I’ve written extensively about how environment is a much bigger factor in our health than our genes. However, I do want to balance the scale and discuss the instances where genetic programming does come into play. Below, I’m going to highlight a few examples where genetic variation (through so-called SNPs, or single nucleotide polymorphisms) may suggest that you act differently. In particular, nutrigenomics is an emerging field of science that explores how nutrition impacts our genome; nutrigenomics demonstrates that certain nutritional interventions can have a positive, neutral or negative effect on a sub-population of individuals, dependent on their unique genetics.
There is ongoing debate about whether high fat diets are healthy for us. The answer may depend, in part, on your genetic make-up. There are three types of APOE variants (E2, E3 and E4). Since you get one gene from each of your parents, your unique mix of APOE genes (e.g., E2/E3, E4/E4) determines how your body metabolizes cholesterol.
The most common genotype is APO E3/E3. People in this population exhibit normal cholesterol metabolism. However, people with APO E2 or APO E4 gene variants exhibit dysfunctional cholesterol metabolism. APO E2 is associated with lower cholesterol levels whereas APO E4 is associated with higher cholesterol levels.
Several studies have found that diet may influence the effect of the APOE polymorphism on cholesterol levels. Because of how cholesterol is differentially metabolized, it has been suggested that E4 carriers benefit most from lower fat, higher carb diets while E2 carriers benefit most from higher fat, lower carb diets. We now know that the relationship between fat intake and cholesterol levels isn’t as clear as we used to think it was and that sugar intake might actually be a bigger mediator in cholesterol synthesis. However, in this case, the amount of dietary fat that’s optimal for you may very well depend on certain pieces of your genetic blueprint.
The research on coffee consumption has been notoriously mixed. Some studies find that drinking coffee has many health benefits (e.g., owing to the polyphenols, etc). Other studies find that drinking coffee has many health drawbacks (e.g., makes the body overly acidic, leaches minerals, etc.). There is not one, single answer here...and the discrepancy may lie in our genetic make-up.
Several studies have found that the difference in whether coffee is beneficial or detrimental depends on whether you are a fast or slow metabolizer of coffee; one study looked at the risk of heart attack and another looked at the risk of hypertension. Both studies found the same thing: slow metabolizers of caffeine have an increased risk of disease, while fast metabolizers experience no such increased risk. Fast metabolizers are able to clear caffeine from their systems quickly, allowing exposure to the beneficial compounds (like polyphenols) while decreasing the likelihood of negative side effects. Slow metabolizers, on the other hand, took a lot longer to clear the caffeine, which increased the amount of time that caffeine had to wreak havoc on the body.

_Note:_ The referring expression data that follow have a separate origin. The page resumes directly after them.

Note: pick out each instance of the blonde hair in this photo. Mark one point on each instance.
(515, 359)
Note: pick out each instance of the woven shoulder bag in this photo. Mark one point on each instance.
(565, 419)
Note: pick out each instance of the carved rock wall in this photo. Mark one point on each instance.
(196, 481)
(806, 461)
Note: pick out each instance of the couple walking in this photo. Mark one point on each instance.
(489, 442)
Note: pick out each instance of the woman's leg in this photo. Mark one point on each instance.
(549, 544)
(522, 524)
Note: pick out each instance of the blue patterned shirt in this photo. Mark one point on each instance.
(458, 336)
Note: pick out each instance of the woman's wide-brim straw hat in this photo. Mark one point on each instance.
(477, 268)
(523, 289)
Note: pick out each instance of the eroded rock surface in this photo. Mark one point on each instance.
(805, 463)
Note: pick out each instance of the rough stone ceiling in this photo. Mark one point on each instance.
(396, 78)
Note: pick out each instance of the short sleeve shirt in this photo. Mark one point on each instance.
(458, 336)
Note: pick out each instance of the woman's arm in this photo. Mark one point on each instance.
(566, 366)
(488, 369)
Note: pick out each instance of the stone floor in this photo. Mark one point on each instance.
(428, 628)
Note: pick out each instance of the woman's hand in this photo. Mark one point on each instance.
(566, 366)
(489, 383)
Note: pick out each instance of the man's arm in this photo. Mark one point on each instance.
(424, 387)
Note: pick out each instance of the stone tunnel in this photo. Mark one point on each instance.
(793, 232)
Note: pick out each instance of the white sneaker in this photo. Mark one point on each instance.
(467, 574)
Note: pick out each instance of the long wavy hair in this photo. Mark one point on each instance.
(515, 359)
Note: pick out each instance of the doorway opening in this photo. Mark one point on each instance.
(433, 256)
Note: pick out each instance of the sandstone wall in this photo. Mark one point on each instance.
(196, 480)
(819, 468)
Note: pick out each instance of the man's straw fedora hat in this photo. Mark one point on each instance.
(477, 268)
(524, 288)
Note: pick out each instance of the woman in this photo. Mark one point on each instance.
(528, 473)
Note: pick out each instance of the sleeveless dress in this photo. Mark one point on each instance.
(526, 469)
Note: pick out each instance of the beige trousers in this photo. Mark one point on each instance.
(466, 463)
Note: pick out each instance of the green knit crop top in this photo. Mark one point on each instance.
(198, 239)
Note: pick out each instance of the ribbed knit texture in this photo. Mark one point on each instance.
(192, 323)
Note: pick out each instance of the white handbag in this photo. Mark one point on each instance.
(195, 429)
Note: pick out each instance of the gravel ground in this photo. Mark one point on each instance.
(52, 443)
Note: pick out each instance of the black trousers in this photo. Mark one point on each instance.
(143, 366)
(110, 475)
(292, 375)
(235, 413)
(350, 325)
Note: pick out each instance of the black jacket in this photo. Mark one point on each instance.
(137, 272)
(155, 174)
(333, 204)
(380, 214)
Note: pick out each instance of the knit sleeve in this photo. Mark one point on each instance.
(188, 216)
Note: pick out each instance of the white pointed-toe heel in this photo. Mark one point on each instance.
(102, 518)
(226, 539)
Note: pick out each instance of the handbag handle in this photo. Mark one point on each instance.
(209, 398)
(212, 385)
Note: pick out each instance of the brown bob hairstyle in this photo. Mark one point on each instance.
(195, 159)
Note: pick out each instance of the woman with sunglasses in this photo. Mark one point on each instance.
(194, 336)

We now know that one gene, CYP1A2, seems to play a role in regulating whether you are a fast or slow metabolizer. Now, it would be remiss of us to stop the discussion there; there are absolutely other genetic and environmental factors that may play a role in how caffeine is metabolized in the body. Several other SNPs have already been implicated. However, CYP1A2 is a great place to start in understanding the role of genetics in informing our daily coffee fix.
MTHFR is one of the most studied SNPs. MTHFR is the enzyme that converts dietary folate (and synthetic folic acid) to the active form of folate (5-mTHF) as well as converting homocysteine to methionine. People with MTHFR SNPs have decreased activity in this enzyme ranging from ~30% to 75%. Given this, for people with one or two MTHFR gene mutations, the research suggests that you should limit intake of folic acid in fortified foods and supplements since you can’t convert folic acid as efficiently into usable folate. You may also want to limit foods that increase homocysteine levels (e.g., processed foods, too much conventionally raised meat, alcohol) and incorporate foods that decrease homocysteine levels (e.g., green leafy vegetables). In addition, detox capacity may be impaired so eating a clean diet (e.g., filtered water, clean animal products, organic produce) is especially important for those with MTHFR mutations. There are many more lifestyle suggestions for managing an MTHFR mutation, but you get the idea.
In the future, when we see conflicting evidence in nutrition studies, we may consider the fact that genetics may play a role in what works for one person but not another. We are just scratching the surface when it comes to understanding gene variants and their impact on our bodies. However, it is important that there is an interplay between our genetics and our lifestyle behaviors. Nutrition is not a one-size-fits-all prescription. As with the Pareto principle, ~80% of dietary recommendations can be applied fairly broadly to the population at large, while ~20% of recommendations may need to be tailored to your unique genetics and circumstances.